Cash Is No Longer King

During the pandemic housing boom, cash was king even more so than normal. As buyers were trying to get their offers accepted in a sea of bids a new type of company was formed. These new companies would help some buyers stand out. They were known as power buyers. They would make a cash offer on a house to entice the buyer to accept the bid. The power buyer would buy the home and then sell it to the wannabe buyer once they got financing. The company would of course charge a fee for facilitating the transaction. However, as rates jumped and bidding wars ended power buyers made a lot less sense. This not only impacted future business but current clients as well. The Wall Street Journal report on one of these companies Ribbon…(WSJ)

  • “But last year as mortgage rates surged, some Ribbon customers backed out of their purchases or needed more time to get financing. That left the company owning nearly 400 homes, according to property records analyzed by research firm Attom Data Solutions and confirmed by the company.”

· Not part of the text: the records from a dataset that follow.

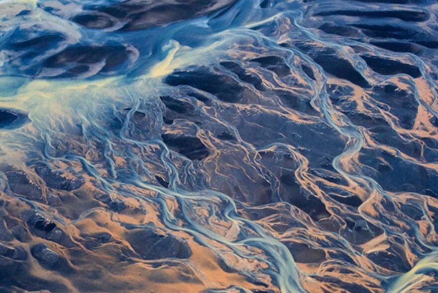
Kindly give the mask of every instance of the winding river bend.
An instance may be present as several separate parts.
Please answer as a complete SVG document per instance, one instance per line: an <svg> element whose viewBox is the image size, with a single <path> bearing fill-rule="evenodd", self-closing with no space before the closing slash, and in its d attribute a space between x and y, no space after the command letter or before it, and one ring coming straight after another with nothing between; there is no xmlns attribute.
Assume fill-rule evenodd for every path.
<svg viewBox="0 0 438 293"><path fill-rule="evenodd" d="M438 292L437 17L0 0L0 291Z"/></svg>

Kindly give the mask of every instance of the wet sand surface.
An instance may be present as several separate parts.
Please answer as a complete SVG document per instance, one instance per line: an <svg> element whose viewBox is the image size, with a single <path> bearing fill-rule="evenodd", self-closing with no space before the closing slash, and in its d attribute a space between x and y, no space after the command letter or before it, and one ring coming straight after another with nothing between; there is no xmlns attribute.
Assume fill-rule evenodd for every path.
<svg viewBox="0 0 438 293"><path fill-rule="evenodd" d="M436 1L0 15L0 291L438 292Z"/></svg>

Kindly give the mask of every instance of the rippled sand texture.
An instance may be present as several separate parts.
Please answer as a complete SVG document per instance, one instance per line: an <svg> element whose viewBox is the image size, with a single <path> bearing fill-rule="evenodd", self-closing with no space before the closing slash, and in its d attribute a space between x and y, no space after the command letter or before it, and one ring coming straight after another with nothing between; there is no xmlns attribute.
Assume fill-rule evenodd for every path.
<svg viewBox="0 0 438 293"><path fill-rule="evenodd" d="M0 1L0 291L438 292L435 3Z"/></svg>

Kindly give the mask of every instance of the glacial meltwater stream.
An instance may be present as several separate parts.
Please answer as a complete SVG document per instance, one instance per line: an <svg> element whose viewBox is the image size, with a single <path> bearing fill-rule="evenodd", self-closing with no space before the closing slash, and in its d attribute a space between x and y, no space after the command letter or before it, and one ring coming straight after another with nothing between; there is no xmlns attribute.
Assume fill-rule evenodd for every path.
<svg viewBox="0 0 438 293"><path fill-rule="evenodd" d="M0 0L0 292L438 292L435 0Z"/></svg>

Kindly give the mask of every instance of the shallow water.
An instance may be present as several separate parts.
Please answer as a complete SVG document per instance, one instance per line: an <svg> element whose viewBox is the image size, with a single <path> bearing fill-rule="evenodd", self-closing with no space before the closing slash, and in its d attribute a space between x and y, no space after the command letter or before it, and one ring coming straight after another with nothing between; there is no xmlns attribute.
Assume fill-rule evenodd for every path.
<svg viewBox="0 0 438 293"><path fill-rule="evenodd" d="M437 13L0 1L0 290L438 292Z"/></svg>

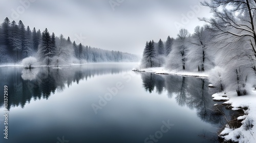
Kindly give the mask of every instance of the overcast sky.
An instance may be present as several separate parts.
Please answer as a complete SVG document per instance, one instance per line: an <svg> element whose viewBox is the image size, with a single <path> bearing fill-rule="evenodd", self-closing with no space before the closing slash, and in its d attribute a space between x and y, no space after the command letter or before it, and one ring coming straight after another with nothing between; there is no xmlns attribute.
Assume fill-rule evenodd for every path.
<svg viewBox="0 0 256 143"><path fill-rule="evenodd" d="M47 27L77 43L140 55L147 41L165 41L169 35L176 37L181 27L192 33L203 25L197 18L211 14L199 7L201 1L0 0L0 21L6 17L22 20L31 29Z"/></svg>

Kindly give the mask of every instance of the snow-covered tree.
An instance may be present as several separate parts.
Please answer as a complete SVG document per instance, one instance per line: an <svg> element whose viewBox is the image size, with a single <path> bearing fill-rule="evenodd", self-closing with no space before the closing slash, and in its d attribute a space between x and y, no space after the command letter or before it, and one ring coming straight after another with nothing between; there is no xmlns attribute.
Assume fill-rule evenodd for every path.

Of those 400 homes, half are hoping to be sold to the original client while the remaining 200 will likely be sold on the open market for a loss no doubt. But don’t you worry Ribbon is already developing new products before it restarts. However, they are unlikely to get the chance. Higher rates don’t just mean fewer potential clients but also fewer potential investors…

  • Some executives said they don’t expect every power buyer to survive. Many relied on venture capital to grow during the height of the housing market, but they are unlikely to raise as much money now.